In January 2016, autism advocates from ASEAN countries congregated in the University of the Philippines campus in Los Banos, Laguna, Philippines for the First ASEAN Autism Friendship Games, led by the Autism Society Philippines. In December 2016, the Myanmar Autism Association quarterbacked a milestone sporting event for their country -- the first exclusively for persons with autism -- at the Myanmar Paralympic Sports Center in Yangon, Myanmar. In October 2017, the Association of Parents of Thai Persons with Autism welcomed 800 participants -- the biggest number, so far -- for the Third ASEAN Autism Games, dubbed Disability-Inclusive Sports for Tomorrow in Bangkok, Thailand.

Participation in international sporting events breeds mutual understanding and friendship between athletes of autism, their parents and other supporters from all over the region through innovative autism-friendly recreation, leisure and sports activities.

The ASEAN Autism Games event will be held on date 20-21 October 2018. The Venue is Gelanggang Olah Raga Sumantri Brojonegoro in the area Kuningan, Central Jakarta, Indonesia.

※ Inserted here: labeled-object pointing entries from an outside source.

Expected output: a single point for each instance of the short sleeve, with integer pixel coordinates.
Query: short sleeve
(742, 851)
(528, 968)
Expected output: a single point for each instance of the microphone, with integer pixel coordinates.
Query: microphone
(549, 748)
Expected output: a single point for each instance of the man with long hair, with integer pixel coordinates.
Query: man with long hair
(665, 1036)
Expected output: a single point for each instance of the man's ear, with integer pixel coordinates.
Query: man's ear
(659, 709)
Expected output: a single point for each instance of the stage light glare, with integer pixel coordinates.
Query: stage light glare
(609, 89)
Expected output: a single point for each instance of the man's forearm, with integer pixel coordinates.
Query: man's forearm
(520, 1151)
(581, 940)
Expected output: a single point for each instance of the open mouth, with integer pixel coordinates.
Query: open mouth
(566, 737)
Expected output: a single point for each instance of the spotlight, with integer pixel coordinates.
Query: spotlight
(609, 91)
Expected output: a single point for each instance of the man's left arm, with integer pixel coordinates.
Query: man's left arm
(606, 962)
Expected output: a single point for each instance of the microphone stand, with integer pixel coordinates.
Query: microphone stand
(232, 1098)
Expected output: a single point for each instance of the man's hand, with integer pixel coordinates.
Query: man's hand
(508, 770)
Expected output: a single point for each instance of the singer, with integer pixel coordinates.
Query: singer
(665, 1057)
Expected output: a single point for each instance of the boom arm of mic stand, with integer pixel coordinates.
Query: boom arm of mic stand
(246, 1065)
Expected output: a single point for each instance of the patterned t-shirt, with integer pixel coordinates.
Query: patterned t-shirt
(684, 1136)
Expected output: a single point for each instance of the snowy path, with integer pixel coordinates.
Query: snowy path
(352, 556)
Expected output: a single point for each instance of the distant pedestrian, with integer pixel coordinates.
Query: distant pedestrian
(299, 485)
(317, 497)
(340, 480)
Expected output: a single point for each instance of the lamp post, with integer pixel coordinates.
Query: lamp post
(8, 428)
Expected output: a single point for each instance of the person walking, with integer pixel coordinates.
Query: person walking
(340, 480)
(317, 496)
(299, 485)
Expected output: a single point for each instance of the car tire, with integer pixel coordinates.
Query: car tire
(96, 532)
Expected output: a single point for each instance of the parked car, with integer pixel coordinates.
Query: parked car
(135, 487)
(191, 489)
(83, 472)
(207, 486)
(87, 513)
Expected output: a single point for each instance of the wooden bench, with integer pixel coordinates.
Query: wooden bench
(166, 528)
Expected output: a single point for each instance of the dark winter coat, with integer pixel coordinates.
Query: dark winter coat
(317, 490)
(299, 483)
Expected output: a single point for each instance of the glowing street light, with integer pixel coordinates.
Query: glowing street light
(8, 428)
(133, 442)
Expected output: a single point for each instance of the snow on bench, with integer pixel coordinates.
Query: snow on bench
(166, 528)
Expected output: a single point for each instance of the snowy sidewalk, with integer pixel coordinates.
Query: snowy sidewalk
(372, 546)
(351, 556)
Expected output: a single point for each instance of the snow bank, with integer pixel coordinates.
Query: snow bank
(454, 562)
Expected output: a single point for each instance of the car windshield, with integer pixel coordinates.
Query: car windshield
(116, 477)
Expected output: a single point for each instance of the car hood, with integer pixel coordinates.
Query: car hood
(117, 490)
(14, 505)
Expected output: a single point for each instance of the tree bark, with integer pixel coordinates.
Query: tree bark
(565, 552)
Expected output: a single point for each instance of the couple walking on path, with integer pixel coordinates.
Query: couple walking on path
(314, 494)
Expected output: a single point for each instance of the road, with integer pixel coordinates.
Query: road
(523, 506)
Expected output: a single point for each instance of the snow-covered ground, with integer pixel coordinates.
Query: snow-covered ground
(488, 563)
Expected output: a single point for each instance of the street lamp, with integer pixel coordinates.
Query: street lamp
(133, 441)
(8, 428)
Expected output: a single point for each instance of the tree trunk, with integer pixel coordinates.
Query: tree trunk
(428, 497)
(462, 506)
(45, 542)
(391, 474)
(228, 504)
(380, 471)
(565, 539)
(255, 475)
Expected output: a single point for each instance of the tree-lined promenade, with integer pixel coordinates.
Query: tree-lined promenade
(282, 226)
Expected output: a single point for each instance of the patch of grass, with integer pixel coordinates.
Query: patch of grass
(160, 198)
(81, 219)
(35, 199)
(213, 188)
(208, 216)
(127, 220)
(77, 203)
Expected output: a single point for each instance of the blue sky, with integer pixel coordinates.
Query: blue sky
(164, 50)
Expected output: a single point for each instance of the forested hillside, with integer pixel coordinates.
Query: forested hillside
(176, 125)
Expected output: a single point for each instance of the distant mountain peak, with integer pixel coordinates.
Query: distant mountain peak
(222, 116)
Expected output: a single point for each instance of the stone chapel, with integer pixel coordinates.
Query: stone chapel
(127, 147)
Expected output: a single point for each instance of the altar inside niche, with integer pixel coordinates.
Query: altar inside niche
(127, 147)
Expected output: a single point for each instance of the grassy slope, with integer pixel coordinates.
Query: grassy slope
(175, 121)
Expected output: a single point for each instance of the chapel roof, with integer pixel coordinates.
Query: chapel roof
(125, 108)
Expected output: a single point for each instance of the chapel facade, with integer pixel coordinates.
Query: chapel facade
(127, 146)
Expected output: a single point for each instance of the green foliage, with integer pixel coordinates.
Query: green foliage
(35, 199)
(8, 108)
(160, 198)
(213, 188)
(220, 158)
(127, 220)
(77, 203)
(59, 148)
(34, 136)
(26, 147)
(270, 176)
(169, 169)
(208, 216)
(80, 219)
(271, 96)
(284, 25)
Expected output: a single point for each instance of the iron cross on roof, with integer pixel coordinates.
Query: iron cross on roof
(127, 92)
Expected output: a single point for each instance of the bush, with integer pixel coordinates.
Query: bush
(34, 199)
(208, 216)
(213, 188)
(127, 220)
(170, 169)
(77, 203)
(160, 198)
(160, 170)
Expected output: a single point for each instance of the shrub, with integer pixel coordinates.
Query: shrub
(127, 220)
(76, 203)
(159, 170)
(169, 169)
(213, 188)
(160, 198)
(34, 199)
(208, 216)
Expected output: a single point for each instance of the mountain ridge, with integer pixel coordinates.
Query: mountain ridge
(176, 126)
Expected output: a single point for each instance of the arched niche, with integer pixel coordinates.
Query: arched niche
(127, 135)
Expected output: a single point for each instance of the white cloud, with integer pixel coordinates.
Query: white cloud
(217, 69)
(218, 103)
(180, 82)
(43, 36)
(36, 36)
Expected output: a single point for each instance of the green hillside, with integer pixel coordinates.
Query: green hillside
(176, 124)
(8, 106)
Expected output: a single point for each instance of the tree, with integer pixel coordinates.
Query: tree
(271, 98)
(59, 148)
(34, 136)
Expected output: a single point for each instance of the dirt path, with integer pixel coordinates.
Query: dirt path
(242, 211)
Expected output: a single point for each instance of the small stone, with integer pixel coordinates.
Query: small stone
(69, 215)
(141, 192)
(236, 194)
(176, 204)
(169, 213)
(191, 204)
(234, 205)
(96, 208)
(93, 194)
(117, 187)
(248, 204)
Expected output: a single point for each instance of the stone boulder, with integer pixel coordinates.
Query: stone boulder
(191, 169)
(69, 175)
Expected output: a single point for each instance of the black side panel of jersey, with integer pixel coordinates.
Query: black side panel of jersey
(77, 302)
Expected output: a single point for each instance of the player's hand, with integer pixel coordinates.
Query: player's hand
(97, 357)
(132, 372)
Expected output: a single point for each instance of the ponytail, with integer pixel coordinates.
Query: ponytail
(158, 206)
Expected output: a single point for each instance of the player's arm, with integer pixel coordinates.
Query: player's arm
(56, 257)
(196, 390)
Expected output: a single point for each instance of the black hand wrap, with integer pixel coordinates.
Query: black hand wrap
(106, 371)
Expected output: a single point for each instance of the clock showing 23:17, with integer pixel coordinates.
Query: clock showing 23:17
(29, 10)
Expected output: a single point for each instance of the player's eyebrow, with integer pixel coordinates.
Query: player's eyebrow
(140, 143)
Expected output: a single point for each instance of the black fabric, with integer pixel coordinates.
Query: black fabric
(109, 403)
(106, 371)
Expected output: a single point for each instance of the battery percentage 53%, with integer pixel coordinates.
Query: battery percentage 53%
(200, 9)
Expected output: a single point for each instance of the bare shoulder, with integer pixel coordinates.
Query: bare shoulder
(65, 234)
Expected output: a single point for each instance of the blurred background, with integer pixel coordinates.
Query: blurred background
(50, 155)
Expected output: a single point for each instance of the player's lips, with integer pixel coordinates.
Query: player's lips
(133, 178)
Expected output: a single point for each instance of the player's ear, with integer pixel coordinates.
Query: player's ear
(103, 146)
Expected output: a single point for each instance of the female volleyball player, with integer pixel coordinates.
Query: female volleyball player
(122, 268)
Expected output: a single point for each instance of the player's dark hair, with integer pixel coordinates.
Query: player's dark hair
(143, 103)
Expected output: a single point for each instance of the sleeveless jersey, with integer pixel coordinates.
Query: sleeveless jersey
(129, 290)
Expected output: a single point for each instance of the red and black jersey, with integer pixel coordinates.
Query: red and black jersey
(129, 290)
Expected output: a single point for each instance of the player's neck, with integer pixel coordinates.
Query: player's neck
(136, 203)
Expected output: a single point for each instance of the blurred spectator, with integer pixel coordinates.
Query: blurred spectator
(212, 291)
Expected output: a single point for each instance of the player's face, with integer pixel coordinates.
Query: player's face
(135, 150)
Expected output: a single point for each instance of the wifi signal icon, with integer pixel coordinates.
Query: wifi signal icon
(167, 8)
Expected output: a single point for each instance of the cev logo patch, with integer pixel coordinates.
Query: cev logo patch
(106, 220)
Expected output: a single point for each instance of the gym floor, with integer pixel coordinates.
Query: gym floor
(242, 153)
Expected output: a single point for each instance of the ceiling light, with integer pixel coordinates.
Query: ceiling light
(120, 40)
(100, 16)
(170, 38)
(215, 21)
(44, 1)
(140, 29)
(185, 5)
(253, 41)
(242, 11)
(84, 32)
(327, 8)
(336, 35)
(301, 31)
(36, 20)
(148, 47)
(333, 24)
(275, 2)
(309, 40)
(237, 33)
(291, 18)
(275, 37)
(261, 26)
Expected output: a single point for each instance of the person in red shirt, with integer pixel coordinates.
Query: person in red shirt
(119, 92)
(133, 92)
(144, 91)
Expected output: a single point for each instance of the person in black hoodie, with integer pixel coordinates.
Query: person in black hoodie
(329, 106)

This year, the skills and talents of persons with autism will be positively promoted in track and field, swimming, Dodgebee, and traditional Indonesian games.

We would like to invite athletes who meet the following criteria to apply to be a member of the Philippine delegation.

... is an ASP member (can be completed before August 2018)
... with a formal autism diagnosis, verbal or non-verbal
... is in good physical health
... is 18 years old and above

Confirmed participants will be invited for assessments and practices. All expenses related to travel will be shouldered by the athlete and his/her family. We estimate all expenses per person to fall between USD 300 and USD 500. All athletes must travel with at least one parent.